In Tübingen können die Forschenden diese Zelltherapien selbst im Labor herstellen, das macht sie auch günstiger. Doch auch bei einer Herstellung vor Ort rechnen Fachleute aktuell noch mit einem Preis von etwa 150.000 Euro. Viel Geld – jedoch sei auch die normale Behandlung von MS-Patienten teuer, betont die Neurologin Giede-Jeppe von der Uniklinik Tübingen
Häufig müssten Betroffene über sehr viele Jahre therapeutisch behandelt und auch versorgt werden. Sie brauchen Physio- und Ergotherapie, teils wird die Versorgung durch Pflegedienste oder sogar die Unterbringung in einem Pflegeheim notwendig.
Stabiler Befund: Großer Erfolg für Patienten
Für Tenoth hat sich der Aufwand gelohnt. Fünf Monate nach der Behandlung kam die entscheidende MRT-Untersuchung mit einem positiven Befund: “Sämtliche Entzündungen und vor allem die Entzündung in meiner Halswirbelsäule waren komplett weg. Das war unglaublich.”

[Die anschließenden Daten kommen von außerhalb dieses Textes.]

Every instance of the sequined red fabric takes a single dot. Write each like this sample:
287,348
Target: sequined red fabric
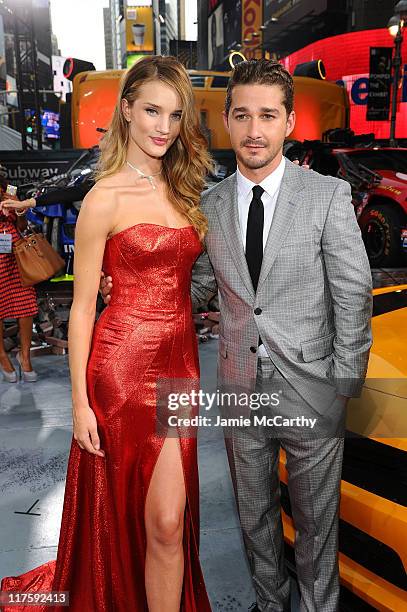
145,334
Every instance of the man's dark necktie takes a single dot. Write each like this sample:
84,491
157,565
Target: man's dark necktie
254,235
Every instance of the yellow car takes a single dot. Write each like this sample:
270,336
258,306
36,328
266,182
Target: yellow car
373,512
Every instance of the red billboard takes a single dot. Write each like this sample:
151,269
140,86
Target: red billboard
346,58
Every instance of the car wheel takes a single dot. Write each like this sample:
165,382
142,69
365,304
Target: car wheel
380,225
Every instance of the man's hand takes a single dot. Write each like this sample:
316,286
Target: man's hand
105,287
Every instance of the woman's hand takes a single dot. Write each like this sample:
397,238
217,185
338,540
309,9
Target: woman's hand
12,204
85,429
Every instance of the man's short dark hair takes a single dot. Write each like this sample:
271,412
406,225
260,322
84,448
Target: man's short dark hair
262,72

Einen solchen Effekt habe bei ihm noch kein anderes Medikament gezeigt. Klar ist aber auch: Verbessern wird sich sein Zustand vermutlich nicht. Dafür sind die Schäden durch die Multiple Sklerose schon zu groß. Tenoth wird weiterhin auf Hilfe angewiesen sein. Aber hoffentlich kann er jetzt die Beweglichkeit in seinen Armen und Händen behalten. Für seine Lebensqualität wäre das ein großer Gewinn.